What has been most striking to me recently, though, is Martha's relationship with her family, particularly as she aged. Throughout the book, Ulrich quotes passages in which Martha laments how "fatigued" she is from her work. Of course we would expect her to be fatigued since she's getting up in the middle of the night to go off and help deliver a baby. But it seemed to me that Martha was much more likely to complain of fatigue when she was experiencing emotionally-upsetting events. One chapter discusses the reality of the proverb, "Man may work from sun to sun, but woman's work is never done." Martha seems to have had a "martyr" streak, which led her to do things for her husband while ignoring her own needs (and then complaining about no one noticing she needed something, ha ha). What's funny about it is I hear myself saying and thinking the same kinds of things today ("I never have time to do what I want because I'm always having to go to something for the husband or kids...."). It was sort of bittersweet to read that chapter. On the one hand, I can see Martha was playing the "martyr" card, but on the other, I know what was happening. She was taking care of everyone else, while everyone else was definitely taking her for granted. Poor Martha.

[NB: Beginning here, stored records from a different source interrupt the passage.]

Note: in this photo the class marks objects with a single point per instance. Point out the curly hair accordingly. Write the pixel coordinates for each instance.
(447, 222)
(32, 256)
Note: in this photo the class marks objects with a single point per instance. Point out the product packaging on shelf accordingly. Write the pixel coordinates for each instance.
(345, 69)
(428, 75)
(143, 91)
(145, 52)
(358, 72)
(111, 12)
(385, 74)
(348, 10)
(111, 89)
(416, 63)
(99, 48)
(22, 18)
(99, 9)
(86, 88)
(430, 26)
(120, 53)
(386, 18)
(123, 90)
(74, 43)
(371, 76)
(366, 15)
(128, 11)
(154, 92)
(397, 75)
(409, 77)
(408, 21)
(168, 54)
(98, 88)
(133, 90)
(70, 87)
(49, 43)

The sympathy I felt for her was even stronger after I finished another chapter this morning. Poor Martha was over 70 years old at this point. Her midwife career was dwindling, and her husband had been jailed for debt (because as tax collector, he hadn't collected all the taxes due for the town). Although she was still able to take care of herself fairly well, there were also ways in which she was dependent on her grown children - in getting firewood, for example. Yet her children were too busy with their own families to remember Martha as much as she needed (or wanted). Things were even worse when one of her sons and his family moved into her house. Then she was a sort of prisoner in her own way, staying in her room to avoid the large, noisy batch of grandchildren and the inevitable conflicts with her daughter-in-law. By the end of the chapter, Martha's husband had finally been released from jail (he spent more than a year in a semi-restrictive situation - he could move about most of the town during the day, but had to sleep at the jail), and her son and his family were moved into their own new house. But I still felt sorry for Martha, probably because of something I read on Facebook the other day. It was a poem that was supposedly written by an old man in a nursing home, basically saying, "You ignore me, but I used to have a life just like you do." Now, I don't know if that story is true, but the truth is, it could be. As people get older, the world rushes past them to belong to the younger generations, who are so preoccupied with their own lives that they don't often take much time to notice their parents and grandparents.
Maybe I'm super-sensitive to that theme because my son will be leaving home in the next few months to go to college, and I know the biggest part of my job as his parent will be over. I know grown people still need their parents, but he will never need us in the same way he once did ever again - the shift of the world's focus is starting. Oh, well. It's nothing new, as Martha's diary points out.